Özgürlük ve yaratıcılık

14 Ağustos 2014 Perşembe

Dünyanın en köklü opera festivallerinden biri Verona Festivali, bu yıl 101. yılını kutluyor. 30 bin kişiyi oturtabilen Roma döneminden kalma dev bir arena... Her akşam bir ayin niteliğinde yer alan bir şölen... Daha hava tam kararmadan dolmaya başlayan sıralar... Sonra geleneğe uygun olarak seyircilerin yaktığı mumlar... Göz kırpan binlerce ışık... Büyülü bir atmosfer...

‘Maskeli Balo’ ve Viva Verdi!
Bu yıl festivalin açılışı Verdi’nin olgunluk eseri “Un ballo in Maschera” (Maskeli Balo) ile yapıldı. Eser, yıllarını tiyatro ve opera dünyasına adamış mimar, sahne tasarımcısı Pier Luigi Pizzi’nin rejisine teslim edilmişti .
Verdi’nin bu eseri, Napoli ve Roma sansürü tarafından yasaklanmıştı. 18. yüzyılda öldürülen İsveç Kralının öyküsü özgürlük ve bağımsızlık isteyenlere kötü örnek oluşturabilir endişesi... Verdi, “olay”ı Amerika’ya Boston’a taşıyarak sansürü atlatmıştı. Ve ilk sahnelenişinden (1859-Roma) başlayarak çok popüler olmakla kalmadı “Viva Verdi”sloganına da ön ayak oldu.

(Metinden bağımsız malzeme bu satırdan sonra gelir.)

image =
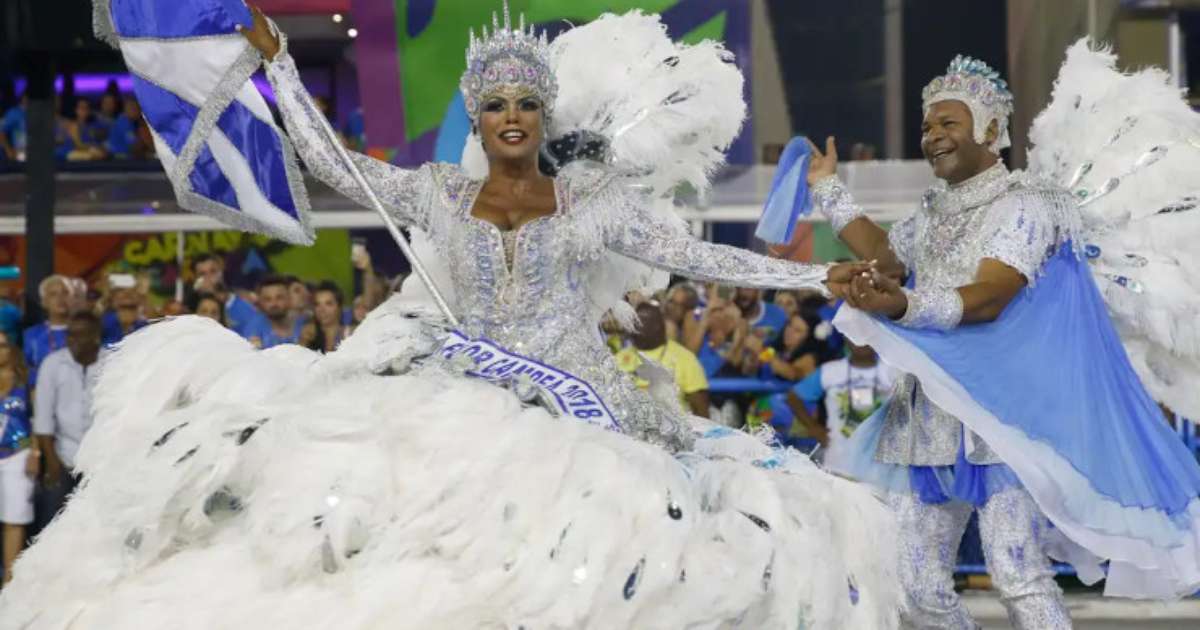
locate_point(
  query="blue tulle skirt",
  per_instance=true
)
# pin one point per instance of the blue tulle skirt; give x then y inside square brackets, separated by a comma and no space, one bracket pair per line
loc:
[1050,389]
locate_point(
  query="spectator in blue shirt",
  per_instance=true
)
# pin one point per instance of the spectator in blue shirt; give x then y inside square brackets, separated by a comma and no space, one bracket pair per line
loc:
[87,133]
[12,131]
[123,317]
[277,325]
[210,306]
[124,142]
[51,335]
[766,321]
[240,316]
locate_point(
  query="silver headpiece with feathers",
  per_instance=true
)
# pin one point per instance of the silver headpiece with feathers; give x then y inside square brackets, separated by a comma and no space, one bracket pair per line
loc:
[976,84]
[507,59]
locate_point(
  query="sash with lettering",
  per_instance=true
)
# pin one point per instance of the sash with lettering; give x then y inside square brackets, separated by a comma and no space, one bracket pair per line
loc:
[571,396]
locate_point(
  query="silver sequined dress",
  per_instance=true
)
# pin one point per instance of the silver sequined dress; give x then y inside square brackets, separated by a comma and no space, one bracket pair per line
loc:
[537,303]
[1000,215]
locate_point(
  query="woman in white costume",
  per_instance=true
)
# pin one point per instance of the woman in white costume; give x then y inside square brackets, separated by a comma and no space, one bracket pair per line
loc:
[379,486]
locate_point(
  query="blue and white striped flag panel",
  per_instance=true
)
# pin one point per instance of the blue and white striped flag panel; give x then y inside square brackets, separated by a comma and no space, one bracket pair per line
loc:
[213,131]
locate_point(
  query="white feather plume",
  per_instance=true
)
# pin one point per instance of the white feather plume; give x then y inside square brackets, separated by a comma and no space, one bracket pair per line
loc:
[1133,131]
[669,109]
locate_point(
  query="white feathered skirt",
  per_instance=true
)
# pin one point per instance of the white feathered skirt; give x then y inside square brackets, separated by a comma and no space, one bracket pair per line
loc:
[228,487]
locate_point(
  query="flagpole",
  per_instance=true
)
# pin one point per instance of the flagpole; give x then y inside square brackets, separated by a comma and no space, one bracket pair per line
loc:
[388,221]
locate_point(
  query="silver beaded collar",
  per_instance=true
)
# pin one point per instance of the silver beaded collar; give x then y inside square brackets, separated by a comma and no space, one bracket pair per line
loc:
[948,199]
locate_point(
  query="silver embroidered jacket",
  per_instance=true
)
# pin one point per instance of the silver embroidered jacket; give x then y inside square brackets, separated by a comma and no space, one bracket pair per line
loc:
[537,303]
[1000,215]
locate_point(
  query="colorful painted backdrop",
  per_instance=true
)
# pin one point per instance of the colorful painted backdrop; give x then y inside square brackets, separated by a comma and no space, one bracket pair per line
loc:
[411,54]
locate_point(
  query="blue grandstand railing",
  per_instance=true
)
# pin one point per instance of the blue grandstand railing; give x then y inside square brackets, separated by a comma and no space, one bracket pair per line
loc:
[1187,430]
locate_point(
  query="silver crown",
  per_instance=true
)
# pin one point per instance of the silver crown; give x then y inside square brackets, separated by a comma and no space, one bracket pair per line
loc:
[982,89]
[507,58]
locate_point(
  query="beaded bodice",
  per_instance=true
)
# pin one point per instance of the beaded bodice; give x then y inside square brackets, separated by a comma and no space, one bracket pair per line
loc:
[533,291]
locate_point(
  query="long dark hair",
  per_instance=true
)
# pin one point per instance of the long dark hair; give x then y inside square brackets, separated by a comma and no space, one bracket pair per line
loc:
[318,339]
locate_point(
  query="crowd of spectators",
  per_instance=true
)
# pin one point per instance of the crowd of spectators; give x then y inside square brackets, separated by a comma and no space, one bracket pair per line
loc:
[47,370]
[111,127]
[774,355]
[108,129]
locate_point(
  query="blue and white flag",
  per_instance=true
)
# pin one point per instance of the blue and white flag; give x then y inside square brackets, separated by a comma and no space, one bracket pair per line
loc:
[789,197]
[211,129]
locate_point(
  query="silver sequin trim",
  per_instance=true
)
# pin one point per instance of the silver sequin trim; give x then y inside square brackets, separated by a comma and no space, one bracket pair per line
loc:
[936,309]
[833,199]
[532,294]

Verdi, İtalyan ulusalcılığı ve “İtalya Birliği” hareketiyle bütünleşen besteci. Ancak “Viva V.E.R.D.İ”nin anlamı farklı. “Vittorio Emanuele, Re d’İtalia” yani “İtalya’nın Kralı Vittoria Emanuele Çok Yaşa” akrostişi! Dönelim Verona’ya:
Verona Arenası Orkestra ve Korosu’nu genç şef Andrea Battistoni yönetiyordu. Daha ilk andan dinleyiciyi avucunun içine alan bir maestro. Romantik aryaları, düetleri sonuna dek yücelten bir yorum.

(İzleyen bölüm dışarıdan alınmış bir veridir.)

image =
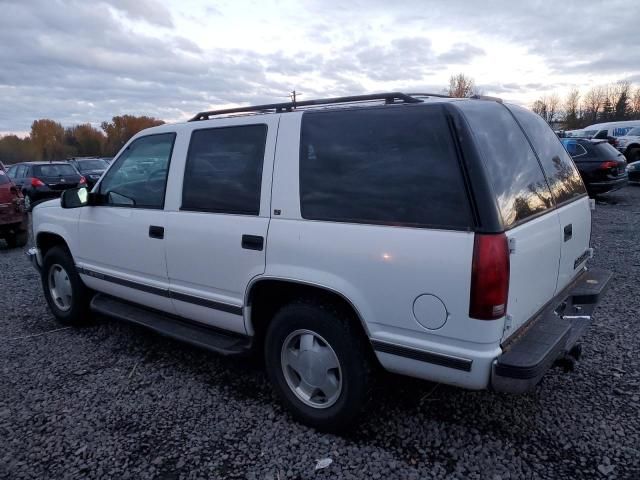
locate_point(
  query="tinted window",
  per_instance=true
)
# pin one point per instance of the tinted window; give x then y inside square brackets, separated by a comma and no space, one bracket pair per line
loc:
[514,172]
[54,170]
[562,175]
[574,148]
[601,135]
[391,166]
[88,165]
[224,170]
[139,176]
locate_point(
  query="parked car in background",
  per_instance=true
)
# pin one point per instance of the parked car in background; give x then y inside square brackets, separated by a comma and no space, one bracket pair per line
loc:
[601,166]
[13,218]
[633,170]
[629,144]
[44,180]
[611,131]
[445,239]
[91,168]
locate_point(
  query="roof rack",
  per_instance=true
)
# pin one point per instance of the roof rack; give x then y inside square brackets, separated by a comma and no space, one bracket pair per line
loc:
[388,98]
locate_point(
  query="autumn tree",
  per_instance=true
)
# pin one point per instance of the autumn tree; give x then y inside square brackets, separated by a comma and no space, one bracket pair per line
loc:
[85,140]
[572,109]
[47,137]
[461,86]
[122,128]
[593,102]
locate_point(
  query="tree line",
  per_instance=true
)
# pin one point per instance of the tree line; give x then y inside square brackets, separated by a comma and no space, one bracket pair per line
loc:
[603,103]
[49,140]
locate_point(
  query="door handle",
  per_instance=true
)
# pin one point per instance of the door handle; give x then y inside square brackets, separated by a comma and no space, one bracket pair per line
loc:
[253,242]
[156,232]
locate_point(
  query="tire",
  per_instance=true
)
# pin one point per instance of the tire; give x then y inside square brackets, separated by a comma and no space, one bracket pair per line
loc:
[19,239]
[332,332]
[67,296]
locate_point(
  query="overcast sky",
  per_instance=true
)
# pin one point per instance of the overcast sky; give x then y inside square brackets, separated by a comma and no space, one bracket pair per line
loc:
[79,61]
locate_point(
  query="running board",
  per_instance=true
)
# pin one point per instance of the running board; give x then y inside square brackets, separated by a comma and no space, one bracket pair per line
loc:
[198,334]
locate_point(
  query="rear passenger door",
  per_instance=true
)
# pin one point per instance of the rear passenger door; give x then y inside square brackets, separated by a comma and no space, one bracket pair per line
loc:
[217,232]
[568,190]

Pier Luigi Pizzi’nin rejisi, bence tiyatro egemenliğindeydi. Eserin politik yanı vurgulanıyordu: Özgürlük, vatanperverlik ile aşk, tutku, isyan arasında denge sağlanmıştı... Sahneyi iki katlı neo klasik dekor kaplamıştı. kalabalık sahnelerde Pizzi, teatral ustalığını konuşturuyordu. Kocası Renato (Bariton Dalibor Jenis) ile Boston Valisi Riccardo (Tenor Stefano Secco) arasında, sadakat - aşk- vazife arasında gidip gelen Amelia rolünde Arjantin’in parlayan yıldızını, soprana Virginia Tola’yı izlemek büyük keyifti.

Fütürist ‘Aida’
Verdi’nin en popüler eseri “Aida” Verona’da her yıl sahnelenir. Ancak bu yılın programında iki “Aida” vardı. Zeffirelli’nin klasik “Aida”sı ve Katalan tiyatro topluluğu La Fura dels Baus’un rejisiyle sahnelenen “Aida”. (Bu radikal topluluğu İstanbul Tiyatro Festivali izleyicileri anımsayacaklar.) Seçimimi Fütürist “Aida”dan yana yaptım.

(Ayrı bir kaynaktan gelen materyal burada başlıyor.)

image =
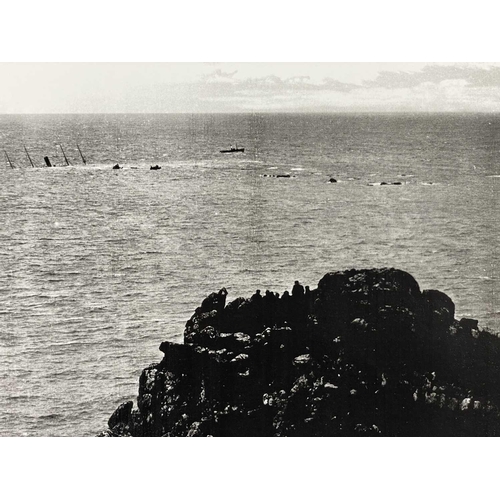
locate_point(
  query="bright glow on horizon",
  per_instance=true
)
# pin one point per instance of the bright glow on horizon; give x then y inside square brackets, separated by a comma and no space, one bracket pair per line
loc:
[245,87]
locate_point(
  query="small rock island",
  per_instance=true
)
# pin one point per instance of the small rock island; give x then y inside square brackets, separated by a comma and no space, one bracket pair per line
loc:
[366,353]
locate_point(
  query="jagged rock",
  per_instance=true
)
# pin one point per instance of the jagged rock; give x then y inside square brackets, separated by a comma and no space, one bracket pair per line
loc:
[366,353]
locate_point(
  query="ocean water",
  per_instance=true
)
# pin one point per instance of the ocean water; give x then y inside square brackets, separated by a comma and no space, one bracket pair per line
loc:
[98,266]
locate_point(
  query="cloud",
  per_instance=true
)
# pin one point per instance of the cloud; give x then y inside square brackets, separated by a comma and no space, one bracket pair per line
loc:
[474,76]
[434,88]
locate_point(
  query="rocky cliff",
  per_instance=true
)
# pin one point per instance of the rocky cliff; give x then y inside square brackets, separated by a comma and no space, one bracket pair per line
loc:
[365,353]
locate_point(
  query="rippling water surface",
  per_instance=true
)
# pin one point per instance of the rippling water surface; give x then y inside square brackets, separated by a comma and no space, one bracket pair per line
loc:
[98,266]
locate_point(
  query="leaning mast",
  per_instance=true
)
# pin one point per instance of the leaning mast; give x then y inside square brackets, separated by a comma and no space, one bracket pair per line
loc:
[8,159]
[67,162]
[29,157]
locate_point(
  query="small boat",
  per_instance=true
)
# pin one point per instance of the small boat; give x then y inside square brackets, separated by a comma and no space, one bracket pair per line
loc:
[233,149]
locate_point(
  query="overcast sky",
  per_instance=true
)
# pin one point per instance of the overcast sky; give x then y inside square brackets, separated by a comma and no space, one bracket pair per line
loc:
[247,87]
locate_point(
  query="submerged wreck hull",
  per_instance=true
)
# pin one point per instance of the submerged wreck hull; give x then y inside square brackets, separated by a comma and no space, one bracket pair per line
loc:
[365,353]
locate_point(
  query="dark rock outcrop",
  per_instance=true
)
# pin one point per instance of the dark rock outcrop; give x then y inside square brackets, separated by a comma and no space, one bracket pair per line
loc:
[365,353]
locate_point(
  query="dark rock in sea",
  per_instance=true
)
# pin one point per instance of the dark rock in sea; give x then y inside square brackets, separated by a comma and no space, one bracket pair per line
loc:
[366,353]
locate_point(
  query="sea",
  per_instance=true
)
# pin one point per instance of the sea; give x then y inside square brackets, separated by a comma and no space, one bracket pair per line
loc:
[99,266]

Elemanları, oyuncu, trapezci, akrobat, vb. olan topluluk esere bir ön oyun eklemişti. Avrupalı kâşifler Mısır çöllerinde diye özetleyebileceğim 20 dakikalık ön oyunda kalabalık bir kadro (işçiler) çölü kazdı. İşçileri denetleyen uzay - safari kılıklı kolonyalist denetimciler... Kumun altından çıkan dev bir heykel (birbirine sarılmış kadın -erkek) parçalara ayrılıp elden ele dev sandıklara yerleştirilip Avrupa müzelerine doğru yola çıkarken biz akıllı izleyiciler Süveyş Kanalı kazılarını düşündük. Heykeldeki kadın ve erkek Aida ile Radames’ten başkası olamaz dedik. Zaten o anda da maestro Julian Kovatchev, orkestraya “başla” komutunu vermişti! Ve adeta bir “flash-back” ile “Aida” başladı.
O andan sonra teknolojik gelişmeyle eski Mısır uygarlığına hayranlık iç içe geçti. Tüm sahne olayı ortadaki iki vinç ve ışık üzerine kurulmuştu. Vinçler ve akrobatlar dev bir ayı gökyüzüne asmakla kalmadı; zafer geçit töreni boyunca da (2. perde) vinçlerin arasına güneş panolarından oluşan devasa bir “güneş aygıtı” ya da totem kurdular. Finalde, mezara gömülen Aida (Maria José Siri) ve Radames’in (Marco Berti) üzerine “dökülecek” olan o güneş panoları, onları karanlığa değil, sonsuz gün ışığına gömecekti. İşte aşkın zaferi!
Bu “Aida”da filler, atlar, develer, tel ve çelik borulardandı.
3. perdede o en duygusal perdede, sahne zemini suyla kaplanmıştı. (Gerçek su, yanılsama değil.) Herkes, kora, dansçılar diz boyu Nil Nehri’nde oynaştı... Suda dolaşan timsahlar - onlar gerçek değil... Işıklı hareketli sazlar... Gerçeküstü gölge onları muhteşemdi. Opera boyunca fonda çöl dağları (kum rengi balonlar, heykeller ) yükseldi, büyüdü, yer değiştirdi.
Carlus Padrissa ve Alex Ollé’nin sahneye koyduğu bu prodüksiyonda o kadar çok yaratıcı buluş, atraksiyon vardı ki, Verdi’nin o canım müziği, muhteşem aryalar ikinci planda kalıyordu.